There are contrary theories, however, that posit that the KGB poisoned Tarkovsky, according to IndieWire. He was adamantly against the Soviet dictatorship and eventually fled the country to seek refuge in Western Europe. Furthermore, some film scholars claim that Stalker was about the bleakness of life in the Soviet Union and that "the Zone" was a representation of the Gulag (Russia's forced-labor camps for political prisoners and dissidents). Sadly, either way, it seems that Stalker had something to do with Tarkovsky's early death.
The Wizard of Oz (1939)
Many audiences probably don't see The Wizard of Oz as a "cursed film", but the movie had a tormented and disastrous production. Numerous actors playing the flying monkeys were injured when their wires would snap during the middle of a scene, and according to Time, The Wicked Witch's and the Tin Man's makeup contained chemicals that slowly poisoned them (the original Tin Man actor, Buddy Ebsen, even had to be re-cast because the aluminum dust in his silver makeup poisoned him so severely).
Adding to that is the legacy of Judy Garland. Her time at MGM and her work on The Wizard of Oz was filled with abuse. Reported by Biography, Garland, at just 17, was put on a strict diet to remain thin, was given drugs (like barbiturates and amphetamines) to "remain energetic on-set", was harassed by her castmates, and some allegations published in The Guardian even say that she was sexually assaulted. If nothing else, The Wizard of Oz was certainly a curse to Garland, one that would follow her for the rest of her life.
The Serpent and the Rainbow (1988)
The Serpent and the Rainbow is based on a true story about a Harvard researcher who went to Haiti in search of new medicinal ingredients... but ended up getting engrossed in the world of voodoo and superstition. Wes Craven decided to adapt the story into a film starring Bill Pullman and chose to film on-location in Haiti. How the following events in Haiti unfolded remains a mystery. It could have been mass hysteria, the product of Haiti's poverty and political oppression, heat, and dehydration... or voodoo.
The cast and crew got involved in voodoo in order to learn for the film. According to We Minored In Film, Craven witnessed practitioners eating glass and hot coals, and one of the writers ended up having a mental health crisis, being found in his hotel room wearing nothing but a shirt while rambling and suffering from psychosis.
The locals were also constantly threatening the cast and crew, demanding more money. Almost everyone involved in the film became ill and per The Serpent and the Rainbow is considered one of Craven's best and has gained more recognition throughout the years.
Rosemary's Baby (1968)
Roman Polanski's hit film Rosemary's Baby set the world ablaze when it was released. The movie centered around a woman who was raped and impregnated with the spawn of Satan. For 1968, this was incredibly shocking and incendiary, causing massive amounts of praise and backlash. But behind the scenes, there was even more chaos.

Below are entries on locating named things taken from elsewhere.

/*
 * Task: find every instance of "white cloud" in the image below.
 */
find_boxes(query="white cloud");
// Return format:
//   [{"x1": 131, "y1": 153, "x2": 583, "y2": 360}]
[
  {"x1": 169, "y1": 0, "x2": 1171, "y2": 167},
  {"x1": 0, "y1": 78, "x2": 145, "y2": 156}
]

Vanity Fair reports that the cast and crew received death threats after the movie, causing producer William Castle to become so stressed that he developed chronic kidney stones. At one point, his pain got so bad that he began hallucinating scenes from Rosemary's Baby. Krystof Komeda, who did the film's score, died in a tragic accident not long after the movie's premiere, and the fate of Polanski and his wife, Sharon Tate, is a story that continues to live in notoriety and tragedy to this day.
Tate apparently almost starred in the film, losing out to Mia Farrow, but reports state that she was often seen on set and even became interested in the occult. In 1969, while pregnant with Polanski's child, Tate was murdered by the Manson Family. Years later, John Lennon was assassinated in front of his Manhattan apartment building, The Dakota, the same building used as the setting for Rosemary's Baby. The movie is considered by some as the most cursed film ever made.